Quality assessment of included studies

The quality of the included studies was evaluated using the Cochrane Handbook 5.1.0 criteria [31], which include the generation of random sequences, allocation concealment, blinding of researchers and subjects, blind assessment of outcomes, completeness of outcome data, selective reporting of results, and other biases. According to the quality assessment criteria, the risk of bias was categorized into three levels: “unclear risk,” “low risk,” and “high risk.” Two researchers independently assessed the quality of the studies and cross-checked their results. In case of disagreement, a third researcher determined the final risk level.

Statistical analysis

Meta-analysis was performed using RevMan 5.4 and Stata 17.0 statistical software. Data for continuous variables were expressed as mean differences (MD) or standardized mean differences (SMD) with 95% confidence intervals.
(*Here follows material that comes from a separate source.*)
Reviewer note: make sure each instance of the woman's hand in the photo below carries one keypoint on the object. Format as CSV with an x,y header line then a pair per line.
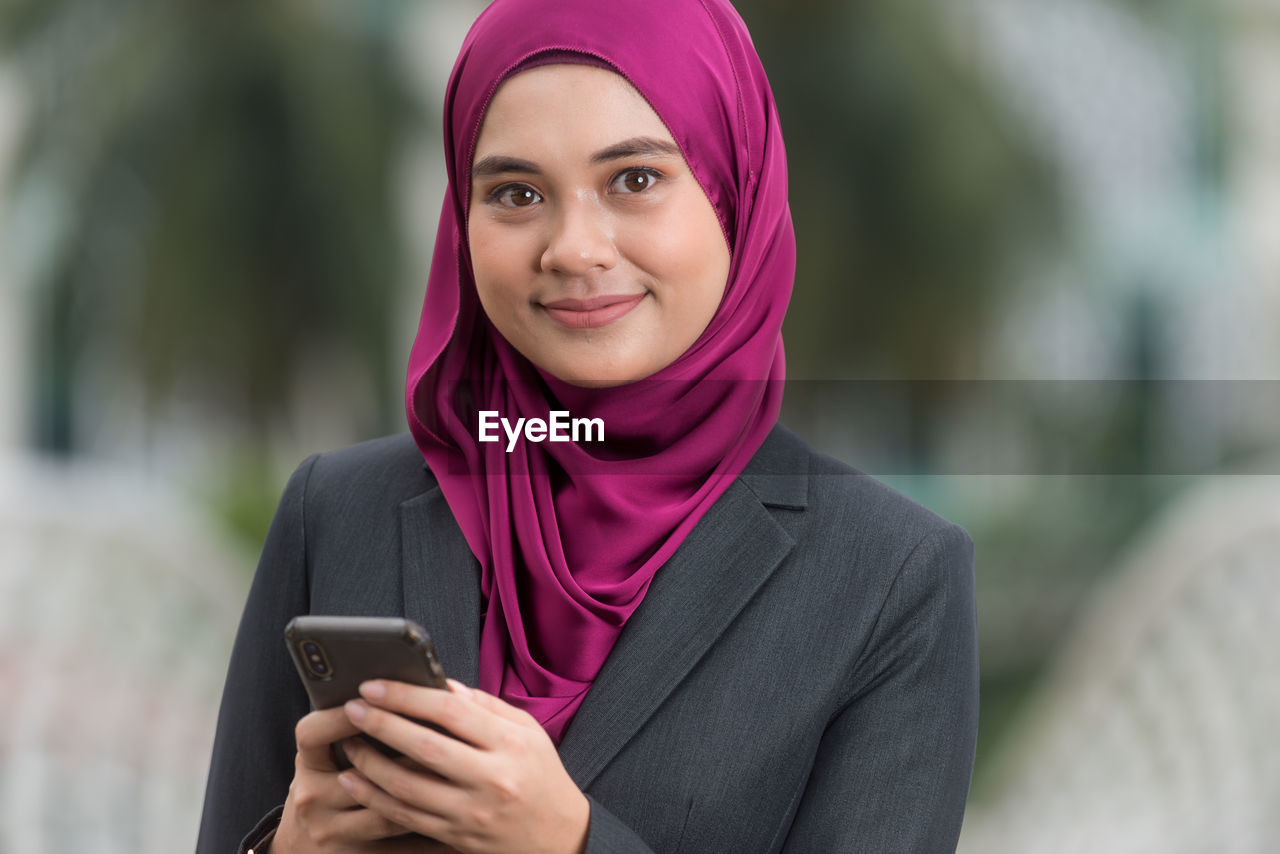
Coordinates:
x,y
498,786
320,817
Heterogeneity among studies was assessed using the I² statistic and P-value: If I²<50% and P > 0.1, heterogeneity among studies was considered low, and a fixed-effects model was used; If I²≥50% and P ≤ 0.1, heterogeneity was considered high, and a random-effects model was adopted. Subgroup analysis and sensitivity analysis were conducted using Stata 14.0 software to explore sources of heterogeneity in outcome indicators. Egger’s test was used to assess publication bias for studies with five or more included studies; Funnel plots were used for bias assessment in studies with ten or more included studies. Statistical significance was indicated by a P-value of less than 0.05, with P ≥ 0.05 indicating no significant difference.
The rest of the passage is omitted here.